Boleh menangis jika sudah tak tertahan. Setelah itu, hapus air matamu. Dan bilang ke dirimu sendiri, kalau semua yang terjadi di dalam hidupmu adalah suatu proses perjalanan yang akan membuat dirimu kuat.
Tuhan tidak pernah memberi kesedihan yang teramat dalam, Tuhan juga tidak pernah memberi kesenangan yang terlalu berlebih. Semuanya ada porsinya masing-masing. Tetaplah bersyukur dalam keadaan apapun.
Everything meant to you, never pass you.
"Tiiii sini deh." panggil Ziva supaya Tiara mendekat ke arahnya.
"Mau apa kamu, Ziv?" tanya Tiara menghampiri Ziva yang sedang duduk sendirian diatas tempat tidurnya. Iya, untuk terakhir ini dirinya berada di satu kamar yang sama dengan Ziva.
"Ti, cuma mau bilang."
"Mau bilang apa hayo?"
"Ziva beruntung kenal Titi." Ungkap Ziva tersenyum tulus menangkup pipi Tiara, "Jangan berusaha untuk berubah jadi orang lain ya, tetap jadi Titi yang Ziva kenal."
"Jangan buat aku nangis deh, Ziv. Masih pagi banget ini."
Ziva menggeleng, terkekeh pelan, "Aku cuma mau ungkapin apa yang aku rasain aja. Aku tahu apa yang kamu rasain, Ti. Hatimu terlalu lembut, terlalu baik untuk dijahatin sama mereka."
"Gapapa, Ziv. Kita nggak punya banyak tenaga dan waktu untuk membalas omongan jahat mereka. Tapi, kita punya dua tangan yang bisa kita gunain untuk menutup mata dan telinga kita, supaya tidak mendengarkan dan melihat apa yang mereka katakan. Tetap kuat dan harus tetap tersenyum, meskipun dunia terlalu jahat ke kita. Ingat, masih banyak yang sayang juga kan? Jadi untuk apa berlarut-larut. Kepikiran akan perkataan mereka iya wajar pasti kepikiran. Rasa sedih, rasa kecewa, rasa kesel pasti ada kok, namanya kita cuma manusia biasa. Tapi, ya balik lagi yang tahu tentang gimananya kita adalah diri kita sendiri, bukan mereka. Mereka hanya bisa menilai dari apa yang mereka lihat, dari apa yang mereka dengar, tanpa mencari tahu kebenarannya terlebih dahulu." Jelas Tiara tersenyum.
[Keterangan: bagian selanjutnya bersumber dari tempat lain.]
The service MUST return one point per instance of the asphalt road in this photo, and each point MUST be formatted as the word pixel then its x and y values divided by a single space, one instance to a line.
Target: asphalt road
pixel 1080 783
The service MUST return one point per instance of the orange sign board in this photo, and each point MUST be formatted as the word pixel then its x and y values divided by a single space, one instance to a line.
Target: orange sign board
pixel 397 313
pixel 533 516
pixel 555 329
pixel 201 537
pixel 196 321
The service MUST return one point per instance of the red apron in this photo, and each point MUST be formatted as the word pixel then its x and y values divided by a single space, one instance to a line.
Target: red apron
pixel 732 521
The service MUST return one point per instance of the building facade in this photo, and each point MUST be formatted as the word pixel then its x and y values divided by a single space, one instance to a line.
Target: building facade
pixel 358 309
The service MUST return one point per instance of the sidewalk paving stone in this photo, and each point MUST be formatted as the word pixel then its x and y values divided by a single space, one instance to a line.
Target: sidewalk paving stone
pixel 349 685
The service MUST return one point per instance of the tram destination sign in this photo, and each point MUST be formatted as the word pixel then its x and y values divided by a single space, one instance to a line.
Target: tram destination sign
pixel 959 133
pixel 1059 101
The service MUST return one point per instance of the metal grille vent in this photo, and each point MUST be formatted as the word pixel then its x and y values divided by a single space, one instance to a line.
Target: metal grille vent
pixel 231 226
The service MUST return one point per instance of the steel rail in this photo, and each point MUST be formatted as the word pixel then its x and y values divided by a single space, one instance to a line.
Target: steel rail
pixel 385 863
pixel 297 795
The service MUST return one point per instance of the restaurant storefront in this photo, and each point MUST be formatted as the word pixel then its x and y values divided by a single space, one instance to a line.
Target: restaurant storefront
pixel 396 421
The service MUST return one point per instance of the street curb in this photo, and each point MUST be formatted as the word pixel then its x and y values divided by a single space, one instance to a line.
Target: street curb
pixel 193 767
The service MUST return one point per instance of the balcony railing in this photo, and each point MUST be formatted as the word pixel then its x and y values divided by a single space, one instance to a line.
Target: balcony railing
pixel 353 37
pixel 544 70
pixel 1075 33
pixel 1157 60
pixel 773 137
"Lihat deh betapa lembutnya hatimu, Ti. Kamu bilang kata-kata begitu aja, air matamu langsung turun begini." Ziva menghapus air mata Tiara yang turun dipipinya, "Kalau ada apa-apa cerita ya. Bebanmu juga butuh rumah, Ti."
Tiara mengangguk, "Kamu juga harus tetap baik-baik yaa, harus tetap bahagia sama Biel. Aku tunggu karya kamu setelah ini, aku yakin Tuhan udah kasih jalan dan takdir terbaik untuk kita."
"Siap, Bibi! Hehehe."
"Ahh bakal kangen sama anakku ini," Tiara berhamburan ke pelukan Ziva, memeluknya erat.
"Bibi harus janji. Janji nggak akan ngelupain aku ya."
"Pasti. Kamu tuh anak kesayangan Bibi."
Mereka saling menatap, dan setelah itu tertawa bersama.
"Tii, pilih Nuca apa Sam nih jadinya?" Goda Ziva membuat Tiara mengerucutkan bibirnya.
"Ziv, jangan mulai deh hm."
KAMU SEDANG MEMBACA
Bersembunyi di Balik Rasa
FanficAda rasa yang belum tersampaikan. Aku lebih memilih memendam, dibandingkan mengungkapkan. Biarkan saat ini hanya aku yang merasakannya. Aku harap suatu saat bisa berjuang mendapatkan rasamu. Agar rasaku dan rasamu dapat menyatu - Raja Giannuca Berpu...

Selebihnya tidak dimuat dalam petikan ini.